To calculate the combinations you need, there is a very simple formula. Use either the diameters or the radii of the cutters, but be consistent (always radii or always diameters).

Bush2 = Bush1 + Cutter1 + Cutter2

The first pass, running round the outside of your original piece, uses Bush1 and Cutter1. The second pass, round the inside of your template, uses Bush2 and Cutter2. Obviously, the bushes will always be bigger than the cutters (as the cutters fit inside them).

The trick is to make that work with cutters and bushes that you actually have, and you'll probably need a complete set of bushes for that reason!

There is another issue with this though: accuracy.

Imagine you're cutting a circular hole, using a hollow circular template. You run the guide bush round the circle, making a smaller hole inside. Any mistakes can only happen into the waste material in the middle. If you twitch (and I do!), you make a bump in the circumference of your wanted hole, which you can remove by making a cleanup pass with the router.

If you're cutting round the outside of a shape, the same thing applies - mistakes go into the waste material.

But making a template this way is VERY difficult: mistakes will go into the final, wanted surface. You might minimise this by using a slightly smaller Cutter1 first (followed by the correct Cutter1) so that you are taking off a small amount of material to get to the finished shape, but any mistake will still translate finally into a bump in your wanted negative shape.
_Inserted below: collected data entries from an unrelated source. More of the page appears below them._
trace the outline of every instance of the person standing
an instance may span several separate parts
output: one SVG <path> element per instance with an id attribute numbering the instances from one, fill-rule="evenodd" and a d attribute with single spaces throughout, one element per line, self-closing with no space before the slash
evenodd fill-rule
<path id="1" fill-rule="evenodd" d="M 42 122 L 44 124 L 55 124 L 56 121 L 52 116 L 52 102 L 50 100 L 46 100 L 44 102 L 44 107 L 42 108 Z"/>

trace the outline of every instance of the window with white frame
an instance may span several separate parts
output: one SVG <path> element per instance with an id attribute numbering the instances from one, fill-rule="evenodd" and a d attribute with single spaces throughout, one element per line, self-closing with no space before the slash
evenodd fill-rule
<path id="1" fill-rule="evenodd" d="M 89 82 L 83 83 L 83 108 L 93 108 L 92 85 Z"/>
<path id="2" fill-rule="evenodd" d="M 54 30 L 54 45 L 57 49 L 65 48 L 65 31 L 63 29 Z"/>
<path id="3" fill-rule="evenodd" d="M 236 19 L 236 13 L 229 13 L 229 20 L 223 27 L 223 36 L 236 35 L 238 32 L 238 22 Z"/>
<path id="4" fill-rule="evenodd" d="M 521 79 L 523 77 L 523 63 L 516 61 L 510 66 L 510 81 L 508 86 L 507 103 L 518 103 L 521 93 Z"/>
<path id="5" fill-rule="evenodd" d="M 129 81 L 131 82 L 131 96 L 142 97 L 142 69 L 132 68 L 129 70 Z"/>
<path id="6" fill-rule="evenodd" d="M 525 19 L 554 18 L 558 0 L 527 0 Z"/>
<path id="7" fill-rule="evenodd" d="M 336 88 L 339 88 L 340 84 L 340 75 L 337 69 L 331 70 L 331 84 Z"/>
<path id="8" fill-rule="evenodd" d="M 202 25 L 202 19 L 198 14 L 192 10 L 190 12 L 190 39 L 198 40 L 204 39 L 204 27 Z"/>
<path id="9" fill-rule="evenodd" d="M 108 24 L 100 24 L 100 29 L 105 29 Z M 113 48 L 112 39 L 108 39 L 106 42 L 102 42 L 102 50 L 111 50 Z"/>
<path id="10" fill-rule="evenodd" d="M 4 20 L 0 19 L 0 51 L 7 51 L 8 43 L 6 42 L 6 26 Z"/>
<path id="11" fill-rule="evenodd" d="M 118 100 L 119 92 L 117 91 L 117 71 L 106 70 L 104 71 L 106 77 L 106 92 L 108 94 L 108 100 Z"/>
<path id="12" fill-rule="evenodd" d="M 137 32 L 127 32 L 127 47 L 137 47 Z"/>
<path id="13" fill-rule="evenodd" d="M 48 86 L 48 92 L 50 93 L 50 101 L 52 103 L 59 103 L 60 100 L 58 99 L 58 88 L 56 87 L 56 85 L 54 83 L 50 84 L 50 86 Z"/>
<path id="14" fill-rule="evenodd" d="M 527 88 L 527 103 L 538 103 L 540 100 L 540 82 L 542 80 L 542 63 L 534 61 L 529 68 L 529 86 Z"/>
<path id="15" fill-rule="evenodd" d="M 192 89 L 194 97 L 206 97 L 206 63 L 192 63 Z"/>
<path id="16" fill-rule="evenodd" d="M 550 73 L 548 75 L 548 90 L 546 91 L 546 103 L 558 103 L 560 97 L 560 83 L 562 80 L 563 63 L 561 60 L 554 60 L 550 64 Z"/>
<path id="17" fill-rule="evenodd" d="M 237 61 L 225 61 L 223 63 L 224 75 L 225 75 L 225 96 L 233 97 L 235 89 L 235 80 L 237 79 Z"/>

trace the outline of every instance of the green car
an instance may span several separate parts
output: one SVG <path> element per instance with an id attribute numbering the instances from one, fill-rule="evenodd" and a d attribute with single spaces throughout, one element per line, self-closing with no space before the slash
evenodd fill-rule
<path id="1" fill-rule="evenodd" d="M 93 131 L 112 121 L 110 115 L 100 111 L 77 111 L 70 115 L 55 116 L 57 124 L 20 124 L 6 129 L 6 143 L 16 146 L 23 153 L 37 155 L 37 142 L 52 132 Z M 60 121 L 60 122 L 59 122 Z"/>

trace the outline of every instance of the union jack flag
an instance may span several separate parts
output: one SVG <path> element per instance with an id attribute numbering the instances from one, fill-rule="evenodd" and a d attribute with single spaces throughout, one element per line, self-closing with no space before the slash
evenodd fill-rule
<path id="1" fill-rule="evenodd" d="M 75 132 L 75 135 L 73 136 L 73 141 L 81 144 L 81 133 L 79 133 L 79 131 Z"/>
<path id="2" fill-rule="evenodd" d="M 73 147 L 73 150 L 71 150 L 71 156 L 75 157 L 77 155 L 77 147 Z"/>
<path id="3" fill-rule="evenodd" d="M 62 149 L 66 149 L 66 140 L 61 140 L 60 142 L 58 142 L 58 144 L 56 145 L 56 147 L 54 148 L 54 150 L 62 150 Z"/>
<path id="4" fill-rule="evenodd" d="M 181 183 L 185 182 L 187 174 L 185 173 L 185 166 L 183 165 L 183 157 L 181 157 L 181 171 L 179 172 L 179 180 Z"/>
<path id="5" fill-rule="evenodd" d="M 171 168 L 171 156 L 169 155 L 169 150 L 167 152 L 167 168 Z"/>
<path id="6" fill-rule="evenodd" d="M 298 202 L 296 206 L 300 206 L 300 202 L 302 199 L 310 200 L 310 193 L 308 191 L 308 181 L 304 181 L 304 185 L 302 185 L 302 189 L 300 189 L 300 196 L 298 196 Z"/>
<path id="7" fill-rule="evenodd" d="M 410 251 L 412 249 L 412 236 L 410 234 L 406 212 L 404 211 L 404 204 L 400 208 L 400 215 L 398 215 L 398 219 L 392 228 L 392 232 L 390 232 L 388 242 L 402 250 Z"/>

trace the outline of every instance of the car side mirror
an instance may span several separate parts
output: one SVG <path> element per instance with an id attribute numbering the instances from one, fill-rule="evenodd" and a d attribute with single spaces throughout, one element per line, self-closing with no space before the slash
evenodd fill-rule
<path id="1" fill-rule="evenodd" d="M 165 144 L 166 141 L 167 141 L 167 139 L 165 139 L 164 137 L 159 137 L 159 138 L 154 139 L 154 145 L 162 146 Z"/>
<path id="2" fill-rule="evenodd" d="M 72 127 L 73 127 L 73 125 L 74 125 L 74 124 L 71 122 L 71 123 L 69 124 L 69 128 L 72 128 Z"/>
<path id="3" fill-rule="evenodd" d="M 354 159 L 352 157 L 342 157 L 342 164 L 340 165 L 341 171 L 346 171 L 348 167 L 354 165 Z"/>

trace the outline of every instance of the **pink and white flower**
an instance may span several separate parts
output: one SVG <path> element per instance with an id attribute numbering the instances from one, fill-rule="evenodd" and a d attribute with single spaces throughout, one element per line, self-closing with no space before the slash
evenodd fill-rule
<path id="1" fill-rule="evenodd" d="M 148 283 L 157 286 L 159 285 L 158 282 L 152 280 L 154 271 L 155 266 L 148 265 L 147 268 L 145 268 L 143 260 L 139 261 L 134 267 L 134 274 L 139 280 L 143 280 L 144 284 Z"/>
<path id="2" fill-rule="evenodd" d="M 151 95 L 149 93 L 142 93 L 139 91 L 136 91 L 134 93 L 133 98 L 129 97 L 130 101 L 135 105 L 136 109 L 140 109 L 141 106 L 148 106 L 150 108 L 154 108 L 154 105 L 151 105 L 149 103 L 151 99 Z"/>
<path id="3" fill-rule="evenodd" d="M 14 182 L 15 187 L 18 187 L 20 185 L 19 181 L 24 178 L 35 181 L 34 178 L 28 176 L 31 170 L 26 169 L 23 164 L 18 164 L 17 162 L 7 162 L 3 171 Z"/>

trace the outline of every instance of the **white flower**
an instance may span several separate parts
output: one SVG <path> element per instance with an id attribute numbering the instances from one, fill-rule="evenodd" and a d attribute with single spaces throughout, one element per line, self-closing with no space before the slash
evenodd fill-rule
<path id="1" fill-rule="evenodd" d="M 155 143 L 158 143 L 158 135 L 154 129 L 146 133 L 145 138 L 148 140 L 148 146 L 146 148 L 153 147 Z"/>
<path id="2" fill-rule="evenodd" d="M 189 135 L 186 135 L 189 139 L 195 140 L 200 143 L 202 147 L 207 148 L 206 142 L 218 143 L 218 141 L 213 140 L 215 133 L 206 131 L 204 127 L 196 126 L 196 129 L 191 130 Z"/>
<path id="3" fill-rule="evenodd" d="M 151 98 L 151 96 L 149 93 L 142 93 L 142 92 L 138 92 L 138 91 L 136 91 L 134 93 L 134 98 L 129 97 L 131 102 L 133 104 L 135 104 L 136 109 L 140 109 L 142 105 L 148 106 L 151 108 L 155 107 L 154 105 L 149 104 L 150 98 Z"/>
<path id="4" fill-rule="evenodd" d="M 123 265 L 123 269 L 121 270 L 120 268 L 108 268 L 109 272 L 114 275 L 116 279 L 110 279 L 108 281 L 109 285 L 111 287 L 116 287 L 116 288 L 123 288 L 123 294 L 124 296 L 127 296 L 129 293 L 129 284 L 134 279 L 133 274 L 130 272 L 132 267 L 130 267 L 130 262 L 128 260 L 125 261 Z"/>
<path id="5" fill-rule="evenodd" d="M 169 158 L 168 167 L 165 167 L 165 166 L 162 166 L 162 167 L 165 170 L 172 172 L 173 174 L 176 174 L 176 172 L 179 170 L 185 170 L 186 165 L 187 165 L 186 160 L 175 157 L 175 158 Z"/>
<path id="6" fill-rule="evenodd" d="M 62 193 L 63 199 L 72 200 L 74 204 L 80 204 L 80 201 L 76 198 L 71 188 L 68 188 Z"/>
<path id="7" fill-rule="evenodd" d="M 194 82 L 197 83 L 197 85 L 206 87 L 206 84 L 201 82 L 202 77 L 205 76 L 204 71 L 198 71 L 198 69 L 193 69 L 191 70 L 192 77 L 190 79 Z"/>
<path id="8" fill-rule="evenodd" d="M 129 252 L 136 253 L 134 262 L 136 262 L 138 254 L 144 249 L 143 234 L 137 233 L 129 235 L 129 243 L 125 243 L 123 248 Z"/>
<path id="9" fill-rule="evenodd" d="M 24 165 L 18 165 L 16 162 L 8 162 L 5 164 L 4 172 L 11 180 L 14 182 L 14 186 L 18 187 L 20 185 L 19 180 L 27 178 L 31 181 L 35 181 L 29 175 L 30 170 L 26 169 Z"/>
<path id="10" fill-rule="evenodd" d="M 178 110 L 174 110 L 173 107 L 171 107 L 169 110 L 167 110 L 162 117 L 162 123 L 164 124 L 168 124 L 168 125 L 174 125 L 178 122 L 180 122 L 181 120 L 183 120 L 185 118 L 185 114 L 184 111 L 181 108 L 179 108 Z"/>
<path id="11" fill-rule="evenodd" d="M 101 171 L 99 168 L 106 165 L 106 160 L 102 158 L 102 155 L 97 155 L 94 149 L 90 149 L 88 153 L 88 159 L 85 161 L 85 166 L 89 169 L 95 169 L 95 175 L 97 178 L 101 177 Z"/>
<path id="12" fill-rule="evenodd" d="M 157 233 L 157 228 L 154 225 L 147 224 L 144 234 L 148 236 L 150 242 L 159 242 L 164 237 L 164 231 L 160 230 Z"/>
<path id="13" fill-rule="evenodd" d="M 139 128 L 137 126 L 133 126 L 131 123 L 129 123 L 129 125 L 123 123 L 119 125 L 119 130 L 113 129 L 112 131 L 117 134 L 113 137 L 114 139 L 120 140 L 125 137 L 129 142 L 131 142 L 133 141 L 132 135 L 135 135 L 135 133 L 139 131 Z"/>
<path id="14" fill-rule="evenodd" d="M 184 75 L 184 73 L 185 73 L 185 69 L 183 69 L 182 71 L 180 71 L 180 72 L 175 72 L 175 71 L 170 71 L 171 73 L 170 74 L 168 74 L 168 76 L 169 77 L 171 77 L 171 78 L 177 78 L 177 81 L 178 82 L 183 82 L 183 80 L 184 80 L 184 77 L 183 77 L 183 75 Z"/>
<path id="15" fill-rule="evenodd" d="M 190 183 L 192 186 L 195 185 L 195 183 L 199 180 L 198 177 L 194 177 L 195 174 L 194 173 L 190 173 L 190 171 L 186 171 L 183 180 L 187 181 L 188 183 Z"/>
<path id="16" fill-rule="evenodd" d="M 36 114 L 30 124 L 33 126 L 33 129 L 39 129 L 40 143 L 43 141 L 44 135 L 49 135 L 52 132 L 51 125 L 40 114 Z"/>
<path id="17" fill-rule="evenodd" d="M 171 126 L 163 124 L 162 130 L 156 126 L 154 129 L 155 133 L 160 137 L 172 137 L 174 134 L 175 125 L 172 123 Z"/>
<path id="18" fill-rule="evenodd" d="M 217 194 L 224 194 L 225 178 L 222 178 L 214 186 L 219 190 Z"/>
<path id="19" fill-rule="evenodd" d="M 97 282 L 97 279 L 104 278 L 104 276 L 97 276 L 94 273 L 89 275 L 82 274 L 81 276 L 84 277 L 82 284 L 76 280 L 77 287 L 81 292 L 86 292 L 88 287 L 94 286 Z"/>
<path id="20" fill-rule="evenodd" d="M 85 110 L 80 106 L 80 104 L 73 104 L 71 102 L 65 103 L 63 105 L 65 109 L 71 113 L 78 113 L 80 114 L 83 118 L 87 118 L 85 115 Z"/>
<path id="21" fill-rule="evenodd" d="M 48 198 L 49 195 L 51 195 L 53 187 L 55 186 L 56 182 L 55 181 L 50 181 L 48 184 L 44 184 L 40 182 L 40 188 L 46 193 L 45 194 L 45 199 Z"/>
The other issue is the radii of your curved keeper: in order to follow that curve properly, Cutter2 must be smaller than the curves you want to follow. If it's bigger you will get the radius of Cutter2, not the curve. And in any case, you'll get the Cutter2 radius where you have square corners (so you'll have to square those off by hand).

Hope that helps.

E.

By the way, what is a "keeper" in this context? I don't recognise the thing from the picture :)
 
Thanks Eric
I must say that in the original post I was hoping for a solution just like that, which avoids measuring and using the "keeper" in this instance, as an initial template.
I will search Wealden's site as well, for Ron's video....he always made things look so simple !
The "keeper" is the back of a mushroom holder (keeper?) for a casement espagnolette shoot bolt.